Mainly at myself….
I went to my back specialist today and like every other visit, he weighed me. Now, I do not own a scale, nor do I want to buy one, so those monthly visits are the only time I know what number is associated with my weight.
Now, before you start nitpicking at me, yes, I am overweight… I realize that…I have been that way for over 30 years…But, let me tell you this, before I suffered a severe back injury (that wasn’t brought on by weight although that does not really help), I used to go to the gym three times a week and I loved it. I didn’t lose a significant amount of weight, but I toned the hell out of my body and, despite still being plump, I wasn’t overly flabby.

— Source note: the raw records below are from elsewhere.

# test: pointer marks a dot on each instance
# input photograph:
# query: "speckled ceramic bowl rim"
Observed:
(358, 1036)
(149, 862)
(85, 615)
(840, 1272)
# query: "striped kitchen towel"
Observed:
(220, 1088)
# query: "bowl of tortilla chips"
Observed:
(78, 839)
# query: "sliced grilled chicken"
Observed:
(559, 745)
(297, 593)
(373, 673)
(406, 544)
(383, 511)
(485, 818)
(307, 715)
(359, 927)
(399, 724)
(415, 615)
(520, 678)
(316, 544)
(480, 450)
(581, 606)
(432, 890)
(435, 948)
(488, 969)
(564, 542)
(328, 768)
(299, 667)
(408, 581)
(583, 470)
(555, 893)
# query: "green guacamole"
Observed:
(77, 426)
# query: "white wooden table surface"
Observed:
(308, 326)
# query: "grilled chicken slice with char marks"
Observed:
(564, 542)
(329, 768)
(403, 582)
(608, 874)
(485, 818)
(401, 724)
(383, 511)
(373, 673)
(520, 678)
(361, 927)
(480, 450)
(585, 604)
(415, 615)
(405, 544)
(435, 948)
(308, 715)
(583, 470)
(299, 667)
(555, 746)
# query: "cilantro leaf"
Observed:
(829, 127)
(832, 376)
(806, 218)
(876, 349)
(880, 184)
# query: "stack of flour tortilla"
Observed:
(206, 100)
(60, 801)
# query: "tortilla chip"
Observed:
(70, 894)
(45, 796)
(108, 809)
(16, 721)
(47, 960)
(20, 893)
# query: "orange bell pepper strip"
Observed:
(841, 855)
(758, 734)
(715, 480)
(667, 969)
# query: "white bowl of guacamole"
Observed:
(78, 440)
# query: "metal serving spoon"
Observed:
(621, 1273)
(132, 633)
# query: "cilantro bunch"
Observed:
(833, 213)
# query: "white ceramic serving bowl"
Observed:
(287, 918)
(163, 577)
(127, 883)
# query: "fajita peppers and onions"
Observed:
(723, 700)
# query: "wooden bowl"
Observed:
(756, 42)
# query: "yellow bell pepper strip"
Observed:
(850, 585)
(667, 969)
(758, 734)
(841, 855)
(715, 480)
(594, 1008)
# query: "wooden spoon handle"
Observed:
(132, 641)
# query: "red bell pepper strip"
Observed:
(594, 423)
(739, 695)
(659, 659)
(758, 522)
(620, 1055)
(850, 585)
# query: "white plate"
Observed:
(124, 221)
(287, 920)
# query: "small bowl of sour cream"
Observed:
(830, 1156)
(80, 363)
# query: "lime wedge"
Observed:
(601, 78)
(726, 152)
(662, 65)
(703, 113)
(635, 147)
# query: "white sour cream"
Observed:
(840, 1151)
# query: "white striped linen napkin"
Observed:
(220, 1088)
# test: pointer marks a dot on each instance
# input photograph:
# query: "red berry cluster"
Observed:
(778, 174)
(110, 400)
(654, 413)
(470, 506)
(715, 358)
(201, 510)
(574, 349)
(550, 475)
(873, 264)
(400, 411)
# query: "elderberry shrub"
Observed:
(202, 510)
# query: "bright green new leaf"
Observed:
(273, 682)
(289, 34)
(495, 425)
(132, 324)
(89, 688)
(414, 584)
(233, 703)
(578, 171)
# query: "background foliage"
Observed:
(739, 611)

Last time I was weighed was in January, after the Holidays. I was afraid that the scale would show a number that would anger me…but it didn’t…It was the exact same number it had been before. Going into the visit this time, I was afraid that the number would be higher… With that apprehension in mind, I stepped on it and indeed, I gained 3 pounds. Now, three pounds isn’t the end of the world, but I am so used to weighing the same thing that when that number changes, I start to wonder what I did wrong.
I had tried a “low impact” cardio exercise routine the day before and my back hurt after that…So my doctor recommended that I take 2, brisk 30 min walks a day. It doesn’t sound too bad…And I have an hour for lunch anyway. Summer is coming up and I think it is the best time to start this routine. So, I decided to walk a 30 min at lunch and 30 min when I get home. I am just going to leave my stuff in the car and walk as soon as I get home. I live in front of a bike path (which pedestrians can also use) and that is the perfect place to take a walk.
Also, I am going to make small changes. Like lay off the coffee, try to reduce my portions, lay off the sugar (even I don’t eat a lot) and other things that are more or less good for you.
I dislike change, like most people…and I am not looking to diet. I tried Weight Watchers once, it did work, but I do not have the budget to dedicate to it right now. And like I said, I don’t want to diet, I’ll just be careful with the things I eat and try to eat less. I made my peace long ago that I will never be skinny… But, eating healthier and changing certain habits is always a positive thing.
But man, I never thought I would miss going to the gym soooo damn much…. It really does become a drug once you get used to it.